Capt. Cowper Coles’ Prince Albert on detached duty had been cruising the bay and instantly turned about when the American ships had been sighted. She came up on the starboard of the Americans and immediately engaged the closest monitor, the USS Mahopac, the last in line. Prince Albert’s four 9-inch smoothbores were the most powerful guns the Royal Navy possessed, and Coles was determined to use them at the closest range his guns could be depressed for Prince Albert rode higher in the water than the American ship. As he closed the range, Mahopac’s guns fired with one shot a clear miss and the other striking across his deck to miss the mainmast but sweeping away the funnel. The men in Mahopac’s turrets were knocked to their feet and stunned in the midst of reloading by the double impact of British 9-inch shot. Coles’s second and third turrets fired down at Mahopac’s deck with shells that easily tore through the deck armor and exploded inside. The American ship slowed and fell out of line, a huge plume of smoke gushed from the hole in its deck. She began to settle; no one emerged from the ship as the water lapped over the deck and poured through the holes in the deck. She went down quickly.
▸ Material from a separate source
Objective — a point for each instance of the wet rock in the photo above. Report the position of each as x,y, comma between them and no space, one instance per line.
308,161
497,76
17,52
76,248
Farragut broke through with all of his transports despite the loss of Mahopac. In what would become known as the battle of Running the Roads, both sides had drawn blood. It would not be the last.13
BIDDEFORD, MAINE, 3:55 P.M., THURSDAY, MAY 5, 1864
Biddeford’s fame had long been hidden under a bushel. Massachusetts had so long and loudly claimed to have the first English settlement in New England at Plymouth, that almost no one knew that Biddeford had been settled in the winter of 1616–17, about four years earlier than Plymouth. Its next claim to fame would definitely be better remembered. Both the British and American armies in Maine were marching to that very spot.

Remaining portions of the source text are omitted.